Target the file size, not just the quality
Most image compressors hand you a quality slider and leave you guessing how big the result will be. When a form demands "under 100 KB," that means exporting, checking the size, nudging the slider, and trying again. This tool flips it around: you name the size, and it searches for the highest quality that fits — automatically dropping the resolution only if quality alone can't get there.
Private by design
The compression runs entirely in your browser with the Canvas API, so nothing is uploaded. That's faster (no round-trip) and safer for ID photos, documents and anything you'd rather not send to a server.
Common size limits
Visa and passport portals, job and government uploads, and many forums cap images at 20 KB, 50 KB, 100 KB, 200 KB or 1 MB. Use the presets above to jump straight to the limit you need.
JPG or WebP — which should you choose?
Both let you trade quality for size, which is what makes hitting an exact target possible. JPG is the safe default: every browser, form and printer accepts it, so pick it when an upload form just says "image" or "photo". WebP squeezes the same picture into roughly 25–35% less space at a similar quality, so it's the better pick when the destination is a website you control or any modern app — you'll get either a smaller file at the same quality or more quality inside the same budget. Neither preserves transparency the way PNG does, so a logo with a see-through background gets a white backing when exported as JPG.
How to keep quality high at a small size
When a target is tight, two levers control the result: the quality setting and the pixel dimensions.

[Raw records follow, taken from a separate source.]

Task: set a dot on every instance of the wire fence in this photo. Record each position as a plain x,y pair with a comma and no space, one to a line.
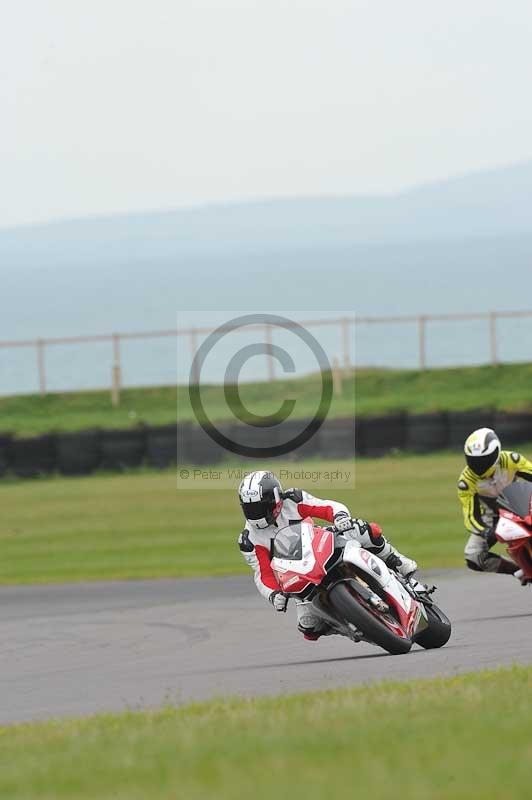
191,337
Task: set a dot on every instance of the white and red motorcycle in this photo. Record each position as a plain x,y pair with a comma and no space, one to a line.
514,526
354,591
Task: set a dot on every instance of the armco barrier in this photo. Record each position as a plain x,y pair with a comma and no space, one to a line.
195,447
426,432
123,449
84,452
78,453
29,458
161,446
5,446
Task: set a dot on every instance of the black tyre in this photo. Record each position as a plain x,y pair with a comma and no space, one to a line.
439,631
351,607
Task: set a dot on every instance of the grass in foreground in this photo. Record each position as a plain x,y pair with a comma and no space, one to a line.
375,391
141,525
446,739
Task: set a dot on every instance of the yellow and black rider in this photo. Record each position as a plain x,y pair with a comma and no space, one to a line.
489,470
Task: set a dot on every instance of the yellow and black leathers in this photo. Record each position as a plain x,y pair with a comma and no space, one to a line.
477,495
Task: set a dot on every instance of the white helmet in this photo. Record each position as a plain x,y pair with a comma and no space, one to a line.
482,450
260,498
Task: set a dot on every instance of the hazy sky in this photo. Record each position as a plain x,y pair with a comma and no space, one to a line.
117,105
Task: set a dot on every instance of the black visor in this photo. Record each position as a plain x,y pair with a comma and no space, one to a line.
259,510
481,464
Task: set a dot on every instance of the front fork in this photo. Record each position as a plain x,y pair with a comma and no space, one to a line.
522,555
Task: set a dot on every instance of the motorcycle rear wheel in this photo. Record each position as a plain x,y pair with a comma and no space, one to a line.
438,632
346,604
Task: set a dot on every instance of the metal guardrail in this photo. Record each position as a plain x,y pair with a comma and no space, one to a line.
421,321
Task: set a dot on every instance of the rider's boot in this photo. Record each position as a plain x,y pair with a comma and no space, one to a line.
520,575
310,624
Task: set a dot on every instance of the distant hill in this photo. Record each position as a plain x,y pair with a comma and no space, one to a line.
463,244
492,203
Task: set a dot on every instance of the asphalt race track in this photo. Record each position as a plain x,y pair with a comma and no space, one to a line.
76,649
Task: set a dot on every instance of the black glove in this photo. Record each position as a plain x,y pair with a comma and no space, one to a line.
278,600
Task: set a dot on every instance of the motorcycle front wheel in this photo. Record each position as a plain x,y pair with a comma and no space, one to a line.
350,606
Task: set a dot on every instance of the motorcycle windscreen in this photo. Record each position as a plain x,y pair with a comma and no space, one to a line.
287,543
517,498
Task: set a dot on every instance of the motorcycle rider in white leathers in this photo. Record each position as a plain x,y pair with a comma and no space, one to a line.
267,509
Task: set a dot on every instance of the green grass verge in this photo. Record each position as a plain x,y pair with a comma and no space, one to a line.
377,391
141,525
456,738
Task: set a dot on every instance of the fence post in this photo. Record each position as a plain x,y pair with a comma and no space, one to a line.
422,346
344,323
271,362
116,372
337,377
193,348
41,367
493,338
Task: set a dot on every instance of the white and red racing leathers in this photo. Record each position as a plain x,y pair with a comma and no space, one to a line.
256,544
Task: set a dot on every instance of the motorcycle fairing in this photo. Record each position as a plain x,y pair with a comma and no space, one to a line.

This tool lowers quality first and only shrinks dimensions if quality alone can't reach the target — that order keeps the most detail. A few habits help: crop out empty space before compressing (fewer pixels to spend your budget on), avoid re-compressing an already-compressed file repeatedly (each pass loses a little), and if a photo looks blocky at, say, 20 KB, accept a slightly larger size or smaller dimensions rather than pushing quality to the floor.
How the compression works
The tool loads your image, then repeatedly re-encodes it while searching for the highest quality whose output still fits under your target — a binary search rather than trial and error. If even the lowest quality is still too big, it scales the dimensions down and tries again, so you always get a file at or under your limit. Everything runs on your device through the browser's Canvas API, which is why it's instant and your image is never uploaded.